Just do it. Get it down on the page. Work hard. And then let go. Ask yourself why you want to write. You have to be clear about that.
I chose the name Pi because it's an irrational number (one with no discernable pattern). Yet scientists use this irrational number to come to a "rational" understanding of the universe. To me, religion is a bit like that, "irrational" yet with it we come together we come to a sound understanding of the universe.
The animals might embody certain traits. We think of tigers as being ferocious, etc. But to my mind, it was the other way around: the humans embodied certain animal traits.
We think we live in a global village. We don't. The world is a big and beautiful and incredibly varied place. It can only be known locally, with your two feet on the ground. We should stick to our own gardens, as Voltaire said.
Zoo is an artificial territory, an approximation. Civilization is our natural territory.
Sitting in an office for TOO long is not natural, perhaps, so that's why we should change it. I didn't say that out-and-out capitalism, which reduces humanity to dollar figures, is natural.
People always seek to compare. They can take the new, but only if it is somehow connected to the familiar. We need that in our lives, the mix of the new and the old. But of course I'm flattered about the comparison with Old man and the sea. Hemingway is a great writer.
A zoo is not an ideal place for an animal - of course the best place for a chimp is the wilds of Tanzania - but a good zoo is a decent, acceptable place. Animals are far more flexible than we realize. IF they weren't, they wouldn't have survived. But my opinion about zoos came after research. Initially I had the opinion that most people have, that they are jails.
The three religions because I wanted to discuss faith, not organized religion, so wanted to relativize organized religion by having Pi practice three. I would have like PI to be a Jew, too, to practice Judaism, but there are two religions that are explicitly incompatible: Christianity and Judaism. Where one begins, the other ends, according to Christians, and where one endures, the other strays, according to Jews.
I go to mass every Sunday, but love going to mosques too. Muslims pray in a beautiful way.
India is a place where all stories are possible. You forget that the imagination can take hold of anything and contemplate it and love it and describe it.
In art, something comes of nothing.
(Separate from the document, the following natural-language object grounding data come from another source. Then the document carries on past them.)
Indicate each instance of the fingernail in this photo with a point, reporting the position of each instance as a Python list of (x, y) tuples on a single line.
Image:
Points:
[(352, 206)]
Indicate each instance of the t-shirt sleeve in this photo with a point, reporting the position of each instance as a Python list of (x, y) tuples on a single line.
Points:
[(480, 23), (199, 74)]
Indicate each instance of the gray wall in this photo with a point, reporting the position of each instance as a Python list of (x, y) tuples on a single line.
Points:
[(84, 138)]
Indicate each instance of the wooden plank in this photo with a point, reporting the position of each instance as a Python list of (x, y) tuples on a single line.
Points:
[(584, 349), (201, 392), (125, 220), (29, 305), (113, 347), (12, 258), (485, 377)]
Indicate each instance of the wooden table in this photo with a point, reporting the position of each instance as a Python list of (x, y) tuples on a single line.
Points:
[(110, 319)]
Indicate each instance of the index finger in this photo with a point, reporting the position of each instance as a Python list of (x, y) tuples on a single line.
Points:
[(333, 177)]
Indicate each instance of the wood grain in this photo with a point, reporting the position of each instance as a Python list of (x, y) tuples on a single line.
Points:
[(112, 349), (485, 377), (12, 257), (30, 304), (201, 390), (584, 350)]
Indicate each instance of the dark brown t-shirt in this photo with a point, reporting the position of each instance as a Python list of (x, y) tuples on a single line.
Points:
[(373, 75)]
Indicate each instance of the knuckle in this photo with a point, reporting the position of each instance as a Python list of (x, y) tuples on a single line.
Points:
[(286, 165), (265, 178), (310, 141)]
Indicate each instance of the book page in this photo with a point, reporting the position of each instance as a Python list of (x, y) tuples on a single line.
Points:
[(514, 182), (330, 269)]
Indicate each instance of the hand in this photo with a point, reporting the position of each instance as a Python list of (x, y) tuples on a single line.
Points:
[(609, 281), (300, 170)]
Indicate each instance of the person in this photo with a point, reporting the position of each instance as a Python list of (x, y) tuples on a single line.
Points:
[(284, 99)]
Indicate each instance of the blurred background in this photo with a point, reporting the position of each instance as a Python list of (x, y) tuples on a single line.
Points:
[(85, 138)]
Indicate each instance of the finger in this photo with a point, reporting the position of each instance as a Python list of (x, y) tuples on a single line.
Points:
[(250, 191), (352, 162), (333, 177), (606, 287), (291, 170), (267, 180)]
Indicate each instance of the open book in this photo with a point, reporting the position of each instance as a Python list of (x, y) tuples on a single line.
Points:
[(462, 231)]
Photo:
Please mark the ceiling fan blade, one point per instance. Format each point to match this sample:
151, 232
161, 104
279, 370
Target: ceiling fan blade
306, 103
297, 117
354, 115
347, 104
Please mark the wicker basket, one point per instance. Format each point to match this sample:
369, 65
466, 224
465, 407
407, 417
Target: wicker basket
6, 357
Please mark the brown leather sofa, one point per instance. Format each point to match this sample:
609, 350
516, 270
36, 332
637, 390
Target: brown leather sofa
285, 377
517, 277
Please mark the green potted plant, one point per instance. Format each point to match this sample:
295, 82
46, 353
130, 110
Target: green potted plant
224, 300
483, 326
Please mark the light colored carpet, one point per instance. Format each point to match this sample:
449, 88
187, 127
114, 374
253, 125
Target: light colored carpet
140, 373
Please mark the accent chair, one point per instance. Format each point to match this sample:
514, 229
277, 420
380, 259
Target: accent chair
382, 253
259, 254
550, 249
Out of the thin air and the ether, you create a story. And that is intensely satisfying.
There is nothing more satisfying than having a sentence fall into place in a way you feel is right, and then adding another one and then another one. It's extraordinarily satisfying.
I am not a particularly natural writer. I am not a person who can write in paragraphs the way some writers do. For me, it's sentence by sentence, sometimes word-by-word. And I revise constantly. It's a very laborious process, but I love doing it.
To me, the research is a way of exploring what it means to be alive.
We always see the Holocaust in terms of black-and-white images, barking Germans, cowering Jews. We know very well-known fixed places like Auschwitz, Birkenau, Treblinka, and Beltzec. Instead, war can live in a couple having a spat, when we say, "That was a real war." We very rarely have the Holocaust live in the terms of today. And I think that's a problem, because it becomes ancient history.
War subjects itself to transportation in a way that we find acceptable.
Religion is just an alternate way of reading reality - you read material reality, and then you add on an extra layer of religiosity that deepens that understanding of reality. Some countries have lost that capacity, or dismissed it or marginalized it.
Life is an interpretation of a series of facts, and that interpretation is really what life is about. So the division between non-fiction and fiction has a certain logic, but it's a very limited one. And by and large, it isn't helpful.
I meet a number of people as a writer of fiction who say "Oh, I don't read much fiction," as if the history of the United States, just as an example, isn't an exercise in storytelling and myth-making.
Just as art brings you to another place, so does religion - and to ask questions of factuality tends to reduce both. If you say you were inspired by a novel, that implies that your book is a work of fiction.
Truth is a nebulous thing. There are certain, definite truths, but the truth of our lives goes far beyond facts.
Most people take who they are, naturally, as a given, and they're interested in the sexual other, but not in being the sexual other. Most men are interested in women - whether sexually or not is not the question - but they don't necessarily want to be a woman.
The planet is populated by human beings, of which there are only two sexes, and the role of the writer is to explore otherness, other realities. So the idea of a man exploring what it's like to be a woman doesn't strike me as being that wild or crazy an idea.
As much as I love movies, it would be presumptuous of me to think that I know how to make one.